Dec. 5 (Bloomberg) -- A case of 2000 Chateau Mouton Rothschild, a Medoc first-growth wine estate, sold for 9,810 pounds ($16,040) on Liv-ex yesterday, its lowest level for five months amid weakening demand for top Bordeaux vintages.
The sale was 4.8 percent below its 2013 high touched last month of 10,300 pounds and took the wine back to its lowest level since June 18, according to data on the London-based market’s Cellar Watch website.
The Liv-ex Fine Wine 50 Index tracking top Bordeaux wines has declined for seven of the past eight months, having erased all of the gains it made in the first 10 weeks of the year. The index has fallen about 9 percent since mid-March as collectors and investors, deterred by prices of recent vintages, have diversified outside the region.
“First growths are under pressure,” Liv-ex said in a market commentary blog, describing Bordeaux wines as “out of focus” as seasonal demand switched more toward Champagne.
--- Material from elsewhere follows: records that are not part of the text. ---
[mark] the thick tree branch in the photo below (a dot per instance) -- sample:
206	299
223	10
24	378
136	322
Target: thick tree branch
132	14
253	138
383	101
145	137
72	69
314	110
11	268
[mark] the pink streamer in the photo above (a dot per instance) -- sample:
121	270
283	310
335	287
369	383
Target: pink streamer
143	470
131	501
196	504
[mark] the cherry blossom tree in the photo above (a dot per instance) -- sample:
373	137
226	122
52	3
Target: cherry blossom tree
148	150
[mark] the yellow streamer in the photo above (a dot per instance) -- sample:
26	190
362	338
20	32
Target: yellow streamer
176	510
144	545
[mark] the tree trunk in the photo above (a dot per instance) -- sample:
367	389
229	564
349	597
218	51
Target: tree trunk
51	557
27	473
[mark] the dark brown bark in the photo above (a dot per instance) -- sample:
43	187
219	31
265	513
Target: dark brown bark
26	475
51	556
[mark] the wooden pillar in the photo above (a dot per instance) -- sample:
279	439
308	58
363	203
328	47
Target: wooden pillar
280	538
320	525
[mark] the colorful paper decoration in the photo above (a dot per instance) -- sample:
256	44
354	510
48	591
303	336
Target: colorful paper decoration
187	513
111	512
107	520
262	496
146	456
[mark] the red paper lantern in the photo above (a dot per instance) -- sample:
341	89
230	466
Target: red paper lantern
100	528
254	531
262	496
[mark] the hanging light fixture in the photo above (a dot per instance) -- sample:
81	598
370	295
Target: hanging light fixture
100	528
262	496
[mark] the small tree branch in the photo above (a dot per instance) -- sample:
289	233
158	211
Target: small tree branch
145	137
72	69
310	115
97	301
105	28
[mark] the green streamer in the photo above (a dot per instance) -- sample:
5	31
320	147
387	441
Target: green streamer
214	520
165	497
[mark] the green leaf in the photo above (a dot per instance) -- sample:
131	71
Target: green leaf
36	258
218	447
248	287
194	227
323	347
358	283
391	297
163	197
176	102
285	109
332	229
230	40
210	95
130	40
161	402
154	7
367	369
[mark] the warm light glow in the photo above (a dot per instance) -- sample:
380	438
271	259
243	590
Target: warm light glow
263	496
The 2000 vintage of Mouton is 5.7 percent below the peak of 10,400 pounds at which it traded in June 2011 as Chinese demand for Bordeaux first growths was still driving prices.
The 2000 Mouton still ranks as the Pauillac estate’s most-expensive wine of the past 30 years, according to merchant prices collated by Liv-ex on its Cellar Watch website. It is trading at more than quadruple the level of 2,300 pounds for which it sold on Liv-ex in August 2003.
The 2000 Mouton was given a rating of 96+ points on a 100-point scale by U.S. wine critic Robert Parker in an online tasting note in June 2010, putting it among the estate’s five top-scoring wines of the past 15 years, according to data on the eRobertParker.com website.
Mouton Rothschild has 84 hectares (208 acres) planted with red-grape vines. The vines have an average age of 44 years and are planted at a density of 10,000 per hectare, according to Mouton’s website.
The vineyard, owned by Baron Philippe de Rothschild SA, was promoted in 1973 to the ranks of the top Bordeaux first-growth estates on the left bank of the Gironde estuary, joining the four other estates designated in the classification drawn up for Napoleon III’s 1855 Paris Exhibition.
Mouton has been under the control of the Rothschild family since being acquired by Baron Nathaniel de Rothschild in 1853. The property was developed extensively by Baron Philippe, who ran the estate from 1922 until his death in 1988, and since then has been managed by his daughter Philippine.